El aire estaba impregnado de un silencio profundo, un vacío que solo la eternidad podía albergar. En la oscuridad de la mansión, tres figuras yacían inmóviles, sus cuerpos tan quietos y pálidos como estatuas de mármol. La mansión, una vez llena de vida y risas, ahora estaba envuelta en una quietud sombría, un monumento a un tiempo y a unas personas que el mundo había olvidado.

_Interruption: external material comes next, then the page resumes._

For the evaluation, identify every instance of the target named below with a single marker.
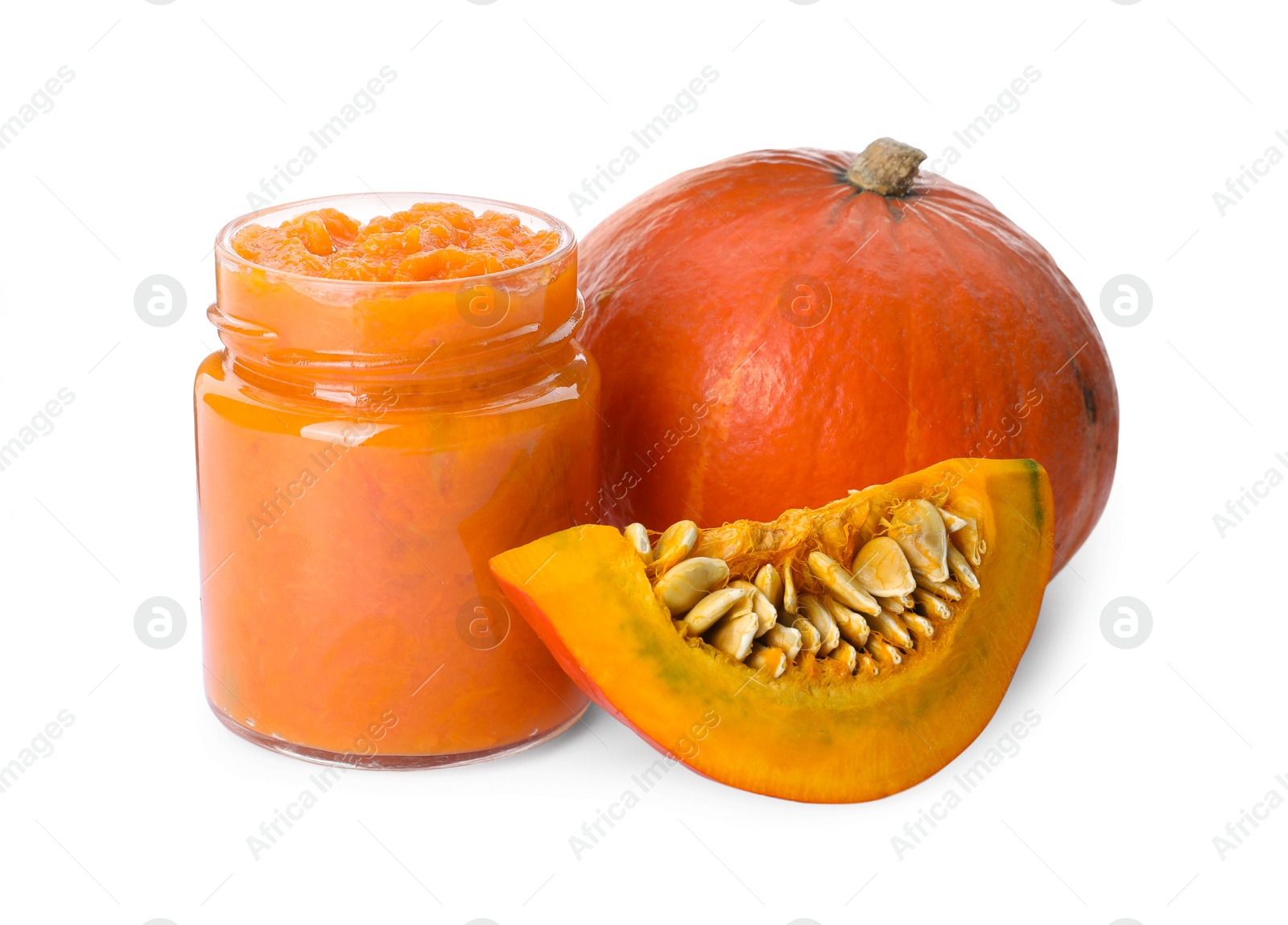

Adrian fue el primero en abrir los ojos, sus orbes dorados parpadeando lentamente mientras se ajustaban a la oscuridad que lo rodeaba. Su cuerpo, aunque inmóvil durante siglos, no mostraba signos de rigidez o decadencia. Se sentó, sus movimientos gráciles y deliberados, y observó el polvo que danzaba en el aire, iluminado por los escasos rayos de luz que se filtraban a través de las grietas de la mansión.
Clio y Lysandra despertaron poco después, sus ojos encontrándose con los de Adrian con una mezcla de confusión y entendimiento. No se necesitaron palabras para comunicar lo que sentían: el mundo que una vez conocieron había pasado, y con él, todo lo que les era familiar.
Se levantaron, sus cuerpos moviéndose con una elegancia sobrenatural mientras exploraban la mansión que una vez fue su hogar. Todo estaba tal como lo habían dejado, aunque los signos del tiempo eran innegables. El mobiliario, una vez lujoso, ahora estaba desgastado y cubierto de polvo, y las telarañas colgaban como guirnaldas en cada rincón.
Aunque la mansión estaba en un estado de abandono, había una extraña belleza en la decadencia, una melancolía que resonaba con lo que sentían en su interior. Clio, tocando suavemente el piano, dejó que sus dedos danzaran sobre las teclas, creando una melodía que era tanto un lamento como una celebración.
Lysandra, mientras tanto, se acercó a la ventana, sus ojos observando el mundo exterior. Atenas, la ciudad que una vez fue un hervidero de actividad y vida, ahora yacía en ruinas, un eco de su antigua gloria. La vegetación había reclamado gran parte de la ciudad, y lo que una vez fueron majestuosos edificios y templos ahora eran poco más que escombros.
Adrian se unió a ella, su mano encontrando la suya en un gesto de consuelo silencioso. "El mundo ha cambiado", murmuró, su voz un susurro en la vastedad de la sala.
Y así, los tres se quedaron allí, en la mansión que una vez fue su hogar, perdidos en sus pensamientos y en el mundo que se desplegaba ante ellos. Sabían que el futuro era incierto, que el mundo que ahora enfrentaban era desconocido y potencialmente peligroso.
Pero también sabían que tenían una eternidad para explorar, para aprender y para navegar por este nuevo mundo. Y aunque el futuro era un misterio, estaban listos para enfrentarlo, juntos.